The incident was first reported to police around 8 a.m. 

Oakland Police Sgt. Michael Polirier said the injured man, Nathan Cooper, 31, of Oakland, was on both probation and parole from previous convictions, including a narcotics arrest. 

“Burglary tools were found at the scene, and he was charged with burglary” as a result of the incident, Polirier said. 

The man who fired the shot, a resident of a home in the 600 block of 59th Street, was questioned by police investigators Tuesday, then released pending a review of the case by the Alameda County District Attorney’s office. 

“Right now, we’re just trying to determine whether the shooting was justified or not justified,” said Officer John Koster Tuesday morning as he stood next to the police tape that had sealed off the block of 59th between Shattuck Avenue and Whitney Street. 

Bob Brokl, a neighbor, said the intruder “was shot at the door as he was breaking into the house.” 

Polirier, who is also the Oakland department’s chief of staff, said the resident of the home “heard a commotion on the front porch. He went and found that someone was trying to break in” and had smashed the window in the door. 

The resident “armed himself and shot the intruder, who fled,” Polirier said. 

Ron Butier, who owns the house, said he was at work at the time of the shooting and declined to discuss the specifics of the shooting, which was done by his housemate. 

“There have been a lot of crimes in this neighborhood and people are feeling on their own, and they’ve been talking about taking matters into their own hands.” 

Annie, a neighbor who lives a block south on 58th Street, said there was a fatal shooting on her block only three months ago. 

“He got shot in the middle of the block and staggered up to Shattuck before he collapsed and died,” she said. 
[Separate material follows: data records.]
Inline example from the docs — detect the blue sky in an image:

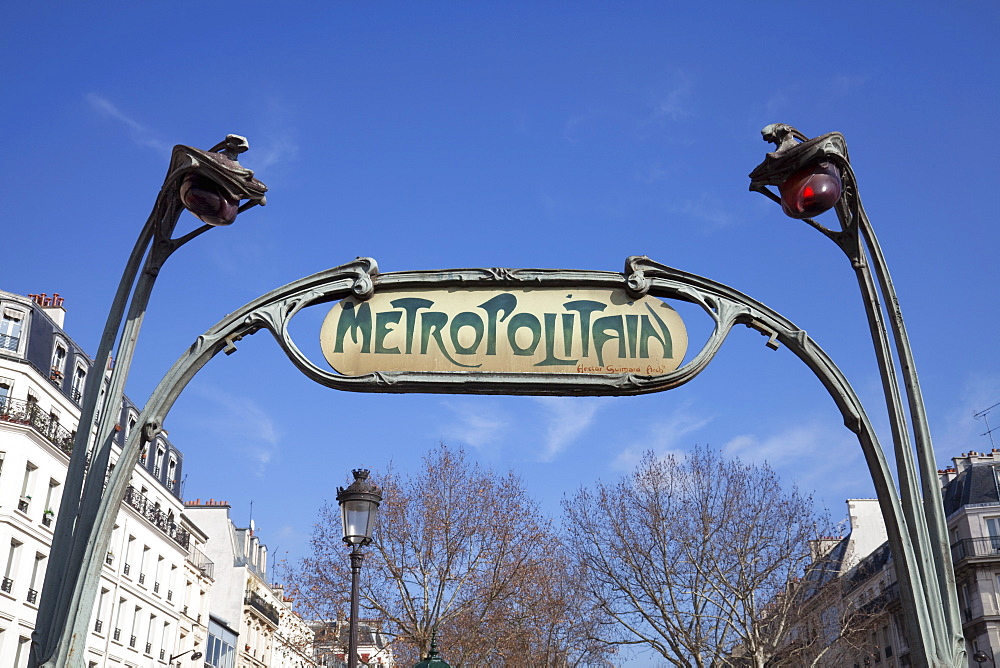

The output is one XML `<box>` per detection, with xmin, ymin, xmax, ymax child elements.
<box><xmin>0</xmin><ymin>2</ymin><xmax>1000</xmax><ymax>644</ymax></box>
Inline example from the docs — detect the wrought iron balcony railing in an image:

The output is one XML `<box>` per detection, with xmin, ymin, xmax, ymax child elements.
<box><xmin>0</xmin><ymin>398</ymin><xmax>75</xmax><ymax>455</ymax></box>
<box><xmin>951</xmin><ymin>536</ymin><xmax>1000</xmax><ymax>565</ymax></box>
<box><xmin>125</xmin><ymin>485</ymin><xmax>191</xmax><ymax>548</ymax></box>
<box><xmin>0</xmin><ymin>334</ymin><xmax>21</xmax><ymax>352</ymax></box>
<box><xmin>243</xmin><ymin>591</ymin><xmax>281</xmax><ymax>626</ymax></box>
<box><xmin>188</xmin><ymin>546</ymin><xmax>215</xmax><ymax>578</ymax></box>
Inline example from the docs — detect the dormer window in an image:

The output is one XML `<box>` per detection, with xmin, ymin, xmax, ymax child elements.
<box><xmin>0</xmin><ymin>308</ymin><xmax>25</xmax><ymax>353</ymax></box>
<box><xmin>51</xmin><ymin>340</ymin><xmax>66</xmax><ymax>380</ymax></box>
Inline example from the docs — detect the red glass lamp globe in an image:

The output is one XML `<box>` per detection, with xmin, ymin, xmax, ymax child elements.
<box><xmin>778</xmin><ymin>160</ymin><xmax>842</xmax><ymax>218</ymax></box>
<box><xmin>180</xmin><ymin>173</ymin><xmax>240</xmax><ymax>226</ymax></box>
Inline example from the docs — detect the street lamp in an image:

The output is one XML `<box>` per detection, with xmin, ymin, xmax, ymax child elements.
<box><xmin>167</xmin><ymin>648</ymin><xmax>201</xmax><ymax>665</ymax></box>
<box><xmin>337</xmin><ymin>469</ymin><xmax>382</xmax><ymax>668</ymax></box>
<box><xmin>750</xmin><ymin>123</ymin><xmax>965</xmax><ymax>666</ymax></box>
<box><xmin>28</xmin><ymin>135</ymin><xmax>267</xmax><ymax>668</ymax></box>
<box><xmin>972</xmin><ymin>649</ymin><xmax>997</xmax><ymax>666</ymax></box>
<box><xmin>413</xmin><ymin>630</ymin><xmax>451</xmax><ymax>668</ymax></box>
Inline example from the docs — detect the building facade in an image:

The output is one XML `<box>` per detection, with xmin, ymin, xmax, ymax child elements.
<box><xmin>784</xmin><ymin>449</ymin><xmax>1000</xmax><ymax>668</ymax></box>
<box><xmin>185</xmin><ymin>499</ymin><xmax>317</xmax><ymax>668</ymax></box>
<box><xmin>0</xmin><ymin>291</ymin><xmax>211</xmax><ymax>668</ymax></box>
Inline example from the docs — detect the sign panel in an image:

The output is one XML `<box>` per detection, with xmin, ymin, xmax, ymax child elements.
<box><xmin>320</xmin><ymin>288</ymin><xmax>687</xmax><ymax>376</ymax></box>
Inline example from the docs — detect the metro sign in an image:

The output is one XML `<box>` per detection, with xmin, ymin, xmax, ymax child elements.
<box><xmin>320</xmin><ymin>287</ymin><xmax>688</xmax><ymax>376</ymax></box>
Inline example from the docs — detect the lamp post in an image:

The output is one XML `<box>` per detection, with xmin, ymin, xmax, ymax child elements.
<box><xmin>28</xmin><ymin>135</ymin><xmax>267</xmax><ymax>667</ymax></box>
<box><xmin>337</xmin><ymin>469</ymin><xmax>382</xmax><ymax>668</ymax></box>
<box><xmin>750</xmin><ymin>123</ymin><xmax>965</xmax><ymax>666</ymax></box>
<box><xmin>167</xmin><ymin>648</ymin><xmax>201</xmax><ymax>665</ymax></box>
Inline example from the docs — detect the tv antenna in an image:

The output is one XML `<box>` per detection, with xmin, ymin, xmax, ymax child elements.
<box><xmin>972</xmin><ymin>401</ymin><xmax>1000</xmax><ymax>448</ymax></box>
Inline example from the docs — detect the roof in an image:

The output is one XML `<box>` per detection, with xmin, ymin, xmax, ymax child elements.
<box><xmin>942</xmin><ymin>463</ymin><xmax>1000</xmax><ymax>515</ymax></box>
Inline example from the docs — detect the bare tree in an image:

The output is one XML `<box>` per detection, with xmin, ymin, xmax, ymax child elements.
<box><xmin>564</xmin><ymin>447</ymin><xmax>825</xmax><ymax>667</ymax></box>
<box><xmin>292</xmin><ymin>444</ymin><xmax>615</xmax><ymax>668</ymax></box>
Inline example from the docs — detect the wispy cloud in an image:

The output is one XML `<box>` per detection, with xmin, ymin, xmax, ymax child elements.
<box><xmin>246</xmin><ymin>97</ymin><xmax>299</xmax><ymax>170</ymax></box>
<box><xmin>676</xmin><ymin>193</ymin><xmax>736</xmax><ymax>232</ymax></box>
<box><xmin>612</xmin><ymin>402</ymin><xmax>712</xmax><ymax>471</ymax></box>
<box><xmin>193</xmin><ymin>386</ymin><xmax>281</xmax><ymax>477</ymax></box>
<box><xmin>653</xmin><ymin>70</ymin><xmax>694</xmax><ymax>121</ymax></box>
<box><xmin>722</xmin><ymin>422</ymin><xmax>869</xmax><ymax>495</ymax></box>
<box><xmin>86</xmin><ymin>93</ymin><xmax>171</xmax><ymax>155</ymax></box>
<box><xmin>441</xmin><ymin>400</ymin><xmax>510</xmax><ymax>450</ymax></box>
<box><xmin>535</xmin><ymin>397</ymin><xmax>602</xmax><ymax>462</ymax></box>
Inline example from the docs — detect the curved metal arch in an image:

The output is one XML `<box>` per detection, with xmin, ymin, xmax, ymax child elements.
<box><xmin>75</xmin><ymin>257</ymin><xmax>932</xmax><ymax>664</ymax></box>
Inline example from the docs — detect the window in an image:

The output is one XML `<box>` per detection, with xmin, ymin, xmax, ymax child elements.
<box><xmin>14</xmin><ymin>636</ymin><xmax>31</xmax><ymax>668</ymax></box>
<box><xmin>94</xmin><ymin>587</ymin><xmax>111</xmax><ymax>634</ymax></box>
<box><xmin>70</xmin><ymin>365</ymin><xmax>87</xmax><ymax>401</ymax></box>
<box><xmin>167</xmin><ymin>453</ymin><xmax>177</xmax><ymax>491</ymax></box>
<box><xmin>0</xmin><ymin>308</ymin><xmax>25</xmax><ymax>353</ymax></box>
<box><xmin>986</xmin><ymin>517</ymin><xmax>1000</xmax><ymax>552</ymax></box>
<box><xmin>153</xmin><ymin>445</ymin><xmax>164</xmax><ymax>478</ymax></box>
<box><xmin>51</xmin><ymin>341</ymin><xmax>66</xmax><ymax>380</ymax></box>
<box><xmin>0</xmin><ymin>538</ymin><xmax>23</xmax><ymax>594</ymax></box>
<box><xmin>112</xmin><ymin>598</ymin><xmax>125</xmax><ymax>640</ymax></box>
<box><xmin>17</xmin><ymin>462</ymin><xmax>38</xmax><ymax>513</ymax></box>
<box><xmin>0</xmin><ymin>378</ymin><xmax>14</xmax><ymax>409</ymax></box>
<box><xmin>205</xmin><ymin>619</ymin><xmax>236</xmax><ymax>668</ymax></box>
<box><xmin>128</xmin><ymin>605</ymin><xmax>142</xmax><ymax>647</ymax></box>
<box><xmin>42</xmin><ymin>478</ymin><xmax>59</xmax><ymax>526</ymax></box>
<box><xmin>27</xmin><ymin>552</ymin><xmax>45</xmax><ymax>605</ymax></box>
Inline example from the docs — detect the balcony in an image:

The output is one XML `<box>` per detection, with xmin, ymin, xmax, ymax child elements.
<box><xmin>0</xmin><ymin>334</ymin><xmax>21</xmax><ymax>353</ymax></box>
<box><xmin>858</xmin><ymin>582</ymin><xmax>899</xmax><ymax>615</ymax></box>
<box><xmin>951</xmin><ymin>536</ymin><xmax>1000</xmax><ymax>566</ymax></box>
<box><xmin>125</xmin><ymin>485</ymin><xmax>191</xmax><ymax>549</ymax></box>
<box><xmin>188</xmin><ymin>547</ymin><xmax>215</xmax><ymax>579</ymax></box>
<box><xmin>0</xmin><ymin>399</ymin><xmax>74</xmax><ymax>455</ymax></box>
<box><xmin>243</xmin><ymin>591</ymin><xmax>281</xmax><ymax>626</ymax></box>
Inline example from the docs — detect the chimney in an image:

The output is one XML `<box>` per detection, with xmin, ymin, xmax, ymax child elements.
<box><xmin>28</xmin><ymin>292</ymin><xmax>66</xmax><ymax>329</ymax></box>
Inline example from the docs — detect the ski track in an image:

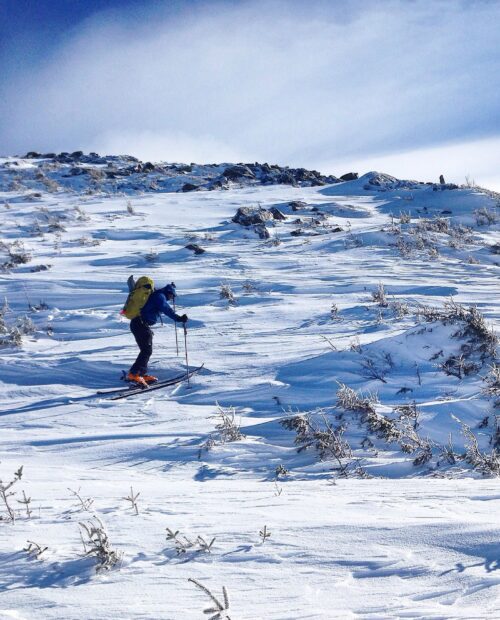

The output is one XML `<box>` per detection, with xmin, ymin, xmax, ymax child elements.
<box><xmin>0</xmin><ymin>167</ymin><xmax>500</xmax><ymax>620</ymax></box>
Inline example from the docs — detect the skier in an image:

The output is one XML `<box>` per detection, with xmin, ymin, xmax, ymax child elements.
<box><xmin>127</xmin><ymin>278</ymin><xmax>188</xmax><ymax>385</ymax></box>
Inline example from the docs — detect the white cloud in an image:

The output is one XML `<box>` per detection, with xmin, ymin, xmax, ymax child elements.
<box><xmin>0</xmin><ymin>0</ymin><xmax>500</xmax><ymax>186</ymax></box>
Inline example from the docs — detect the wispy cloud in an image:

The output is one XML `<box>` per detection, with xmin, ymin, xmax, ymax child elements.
<box><xmin>0</xmin><ymin>0</ymin><xmax>500</xmax><ymax>184</ymax></box>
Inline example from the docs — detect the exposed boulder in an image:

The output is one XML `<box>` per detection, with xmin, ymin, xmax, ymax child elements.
<box><xmin>185</xmin><ymin>243</ymin><xmax>206</xmax><ymax>254</ymax></box>
<box><xmin>432</xmin><ymin>183</ymin><xmax>458</xmax><ymax>192</ymax></box>
<box><xmin>222</xmin><ymin>164</ymin><xmax>255</xmax><ymax>181</ymax></box>
<box><xmin>232</xmin><ymin>207</ymin><xmax>273</xmax><ymax>226</ymax></box>
<box><xmin>254</xmin><ymin>224</ymin><xmax>271</xmax><ymax>239</ymax></box>
<box><xmin>340</xmin><ymin>172</ymin><xmax>359</xmax><ymax>181</ymax></box>
<box><xmin>269</xmin><ymin>207</ymin><xmax>286</xmax><ymax>222</ymax></box>
<box><xmin>288</xmin><ymin>200</ymin><xmax>307</xmax><ymax>211</ymax></box>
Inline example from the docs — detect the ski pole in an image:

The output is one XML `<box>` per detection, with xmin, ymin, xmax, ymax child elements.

Sgt. Polirier said that police dispatchers received two calls at nearly the same time, one reporting that a man had collapsed on the street in the 5900 block of Shattuck and the second from the resident of the 59th Street home, “who said he had just shot a burglar.” 

The 59th Street resident told police he had fired because he thought the intruder was brandishing a weapon. 

Annie said she knew the neighbor who had shot the intruder. “He’s a real nice guy. He has some nice things, and this isn’t the first time they’ve tried to break into his house. There are lots of break-ins in the neighborhood, and all the neighbors are trying to help. We’re all single people in studio apartments,” she said. 

“There are shootings all the time,” Butier said. “We hear gunshots all the time.” 

The scene of Tuesday morning’s shooting was just four doors down the street from the home of another North Oakland resident who figured in the shooting of a suspected criminal in 2005. 

Patrick McCullough shot a 15-year-old in the arm in the neighborhood where he had been waging a campaign against drug dealers that neighbors said had been plaguing the neighborhood. 

McCullough, who is now running for the North Oakland City Council seat against three-term incumbent Jane Brunner, told officers he had been surrounded by 15 young men in his front yard, who had yelled “Kill the snitch.” 

McCullough told police he shot the youth after another young man had told his companion, “Give me the pistol.” 

The Alameda County District Attorney’s office declined to prosecute McCullough at the urging of police. No charges were filed in that incident.